The Architecture Lineage

Single-Chain Prediction (AlphaFold 2 and Successors)

AlphaFold 2 (Jumper et al., 2021) combined three ideas:

  • Multiple sequence alignment (MSA) input. Evolutionary covariation across homologs encodes structural constraints. AlphaFold 2 reads the MSA as a feature, not as input text.
  • Triangle-attention. Geometric self-consistency over pairwise residue features, iterated 48 times.
  • End-to-end differentiable structure module. A direct geometric prediction of backbone frames and side-chain rotamers, trained with structural and auxiliary losses.

The system was open-sourced shortly after publication. RoseTTAFold (Baek et al., 2021) shipped from the Baker lab in parallel with a different “three-track” architecture and was equally consequential because it established that AlphaFold 2’s accuracy was not architecture-locked.

MSA-Free Prediction (ESMFold and OmegaFold)

For orphan proteins (no homologs), de novo designs (no evolutionary signal), or speed-critical workflows, MSA generation is the bottleneck. Two responses emerged:

  • ESMFold (Lin et al., 2023). Meta’s ESM-2, a 15-billion-parameter protein language model, predicts structure from sequence alone. Accuracy is below AlphaFold 2 on average but orders of magnitude faster when MSAs are weak or expensive.
  • OmegaFold (Wu et al., 2022, preprint). Single-sequence prediction with comparable goals, useful particularly for designed proteins.

The practical rule: if your sequence has a deep MSA, prefer AlphaFold 2 or RoseTTAFold; if it doesn’t, ESMFold or OmegaFold may be the only honest option.

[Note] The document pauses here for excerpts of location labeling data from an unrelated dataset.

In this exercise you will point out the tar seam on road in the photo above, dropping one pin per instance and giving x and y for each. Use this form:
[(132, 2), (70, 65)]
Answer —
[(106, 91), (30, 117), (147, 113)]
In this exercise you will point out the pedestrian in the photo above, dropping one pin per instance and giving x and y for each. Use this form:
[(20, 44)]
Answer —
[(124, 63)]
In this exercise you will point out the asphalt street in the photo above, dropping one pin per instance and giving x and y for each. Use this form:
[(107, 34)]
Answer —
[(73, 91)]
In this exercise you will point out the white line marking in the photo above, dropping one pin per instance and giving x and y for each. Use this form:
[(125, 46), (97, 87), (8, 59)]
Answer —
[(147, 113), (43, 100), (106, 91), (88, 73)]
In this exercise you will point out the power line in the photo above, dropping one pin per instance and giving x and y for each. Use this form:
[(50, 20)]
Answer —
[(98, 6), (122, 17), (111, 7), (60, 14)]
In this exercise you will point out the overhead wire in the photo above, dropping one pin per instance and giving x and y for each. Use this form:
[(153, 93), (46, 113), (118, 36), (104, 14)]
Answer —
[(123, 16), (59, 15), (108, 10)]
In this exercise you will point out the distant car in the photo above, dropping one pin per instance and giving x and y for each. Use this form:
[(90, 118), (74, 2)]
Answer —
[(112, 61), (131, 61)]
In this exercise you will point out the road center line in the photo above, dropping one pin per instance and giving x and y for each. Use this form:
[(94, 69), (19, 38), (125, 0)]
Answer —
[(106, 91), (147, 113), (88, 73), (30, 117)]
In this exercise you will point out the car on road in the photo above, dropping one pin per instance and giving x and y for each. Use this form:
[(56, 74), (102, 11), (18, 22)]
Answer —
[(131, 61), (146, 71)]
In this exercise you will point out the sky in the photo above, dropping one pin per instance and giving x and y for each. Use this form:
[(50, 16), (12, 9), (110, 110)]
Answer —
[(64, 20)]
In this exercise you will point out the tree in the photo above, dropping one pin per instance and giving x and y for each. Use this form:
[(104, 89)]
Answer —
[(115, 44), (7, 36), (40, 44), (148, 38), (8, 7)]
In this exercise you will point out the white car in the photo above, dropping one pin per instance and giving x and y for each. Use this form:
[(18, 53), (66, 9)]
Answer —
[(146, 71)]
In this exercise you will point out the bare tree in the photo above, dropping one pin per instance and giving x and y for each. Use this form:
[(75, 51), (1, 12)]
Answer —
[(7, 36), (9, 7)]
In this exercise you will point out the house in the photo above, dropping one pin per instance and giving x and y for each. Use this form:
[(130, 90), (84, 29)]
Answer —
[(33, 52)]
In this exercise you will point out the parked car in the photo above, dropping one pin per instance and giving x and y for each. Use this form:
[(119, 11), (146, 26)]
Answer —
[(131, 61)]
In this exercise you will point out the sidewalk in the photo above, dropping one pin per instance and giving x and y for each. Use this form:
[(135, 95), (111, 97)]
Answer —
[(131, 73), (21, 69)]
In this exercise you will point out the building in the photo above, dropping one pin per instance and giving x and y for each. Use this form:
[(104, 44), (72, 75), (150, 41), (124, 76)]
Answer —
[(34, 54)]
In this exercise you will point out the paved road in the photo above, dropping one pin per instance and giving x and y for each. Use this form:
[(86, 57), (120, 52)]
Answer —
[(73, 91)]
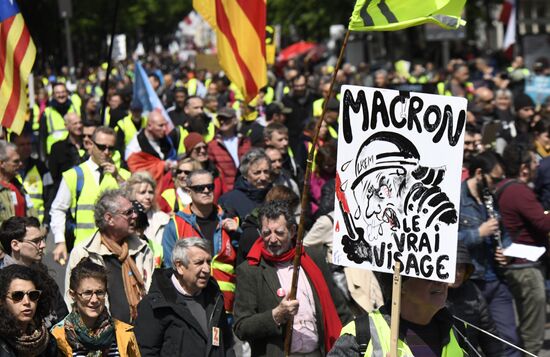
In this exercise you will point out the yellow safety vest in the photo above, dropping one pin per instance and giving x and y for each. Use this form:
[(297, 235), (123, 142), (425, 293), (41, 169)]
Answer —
[(83, 209), (127, 126), (379, 344), (443, 90), (35, 188), (56, 126)]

Complex and Interaction Prediction

  • AlphaFold-Multimer (Evans et al., 2021) extended AlphaFold 2 to multi-chain protein complexes, introducing the ipTM (interface predicted TM-score) metric for interface confidence.
  • AlphaFold 3 (Abramson et al., 2024) replaced the deterministic structure module with a diffusion-based generative head and extended the chemical scope to nucleic acids, ions, modified residues, and arbitrary small-molecule ligands.
  • Boltz-1 (Wohlwend et al., 2024, preprint) and Chai-1 (Chai Discovery et al., 2024, preprint) reproduced AlphaFold 3-class capabilities with permissive open-source licenses.
  • Boltz-2 (Passaro et al., 2025, preprint) added binding-affinity prediction alongside structure for the same chemistry.
Why “AlphaFold 3-class” Matters Operationally

For a research program that needs on-premise inference, batch screening across millions of candidates, or commercial-use rights, AlphaFold 3’s restricted release is a blocker. Boltz and Chai are not “AlphaFold 3 alternatives” in a marketing sense: they are the actually-usable instances of the capability for most production settings. Read the licenses before scoping a project.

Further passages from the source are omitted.